О чём я плакал и молчал,

Нежнее с каждым годом тянется

Туда, к началу всех начал.

Через всю жизнь пронёс Михаил Александрович Дудин благодарную память о матери Елене Васильевне. Её уже не было на свете (поэт рано осиротел), но с ней мысленно говорил в тяжёлые дни войны, просил благословить «солдатскую положенную участь на перетёртых лямках пронести». Мама навсегда запомнилась молодой и в лирику вошла как воплощение добра и красоты, как «песни продолжение». Случилось так, что и к Пушкину будущего поэта привела тоже мама, хоть была неграмотной и вряд ли знала, чьи пела слова: «Буря мглою небо кроет...»

«Дерево для аиста», «Ключ» (с рисунками самого автора), «Полынь» – эти книжки стихов поэта о родной земле, любви и верности.
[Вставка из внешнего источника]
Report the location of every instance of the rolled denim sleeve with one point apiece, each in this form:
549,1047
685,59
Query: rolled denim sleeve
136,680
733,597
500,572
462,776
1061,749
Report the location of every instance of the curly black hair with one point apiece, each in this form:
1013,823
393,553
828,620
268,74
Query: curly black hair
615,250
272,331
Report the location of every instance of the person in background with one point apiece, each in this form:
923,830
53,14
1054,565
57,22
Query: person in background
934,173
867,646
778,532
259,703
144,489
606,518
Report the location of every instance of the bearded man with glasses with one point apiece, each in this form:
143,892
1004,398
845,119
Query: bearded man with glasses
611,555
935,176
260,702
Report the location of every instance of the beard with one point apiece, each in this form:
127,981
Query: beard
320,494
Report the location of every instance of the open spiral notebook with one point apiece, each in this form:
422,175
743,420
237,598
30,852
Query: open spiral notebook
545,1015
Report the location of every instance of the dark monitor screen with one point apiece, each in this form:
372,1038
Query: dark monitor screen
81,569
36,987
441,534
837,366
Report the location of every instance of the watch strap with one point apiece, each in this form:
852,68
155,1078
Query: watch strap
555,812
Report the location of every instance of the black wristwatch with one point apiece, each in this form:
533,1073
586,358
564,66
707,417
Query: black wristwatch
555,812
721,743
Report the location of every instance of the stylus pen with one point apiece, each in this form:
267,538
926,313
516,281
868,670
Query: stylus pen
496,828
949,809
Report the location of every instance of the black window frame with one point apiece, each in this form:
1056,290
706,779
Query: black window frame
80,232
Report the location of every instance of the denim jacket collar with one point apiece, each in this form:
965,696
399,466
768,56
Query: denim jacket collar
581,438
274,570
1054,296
Многие из них написаны в Михайловском, Пушкинском заповеднике, когда директором в нём работал «хранитель Лукоморья» Семён Степанович Гейченко. Дудин провёл там июль, вырвавшись из круга бесконечных дел, обязанностей, забот. И всё то, что было пережито, перечувствовано, задумано долгими зимними ленинградскими ночами, появилось на бумаге.

Весной 1977 года Дудин побывал на дрейфующих станциях «Северный полюс-22» и «23». Впечатления переполняли его, но только почти год спустя в Арзни, в санатории под Ереваном, был написан цикл «Полюс». На полюсе, на самом «темени» земли, поэт почувствовал, какое бесценное чудо — «Земля людей».

Для стихов нужно уединение, но Дудин был всегда занят, окружён людьми, умел многих выслушать, помочь, ответить на письма, прочесть чью-то рукопись и сказать мнение о ней.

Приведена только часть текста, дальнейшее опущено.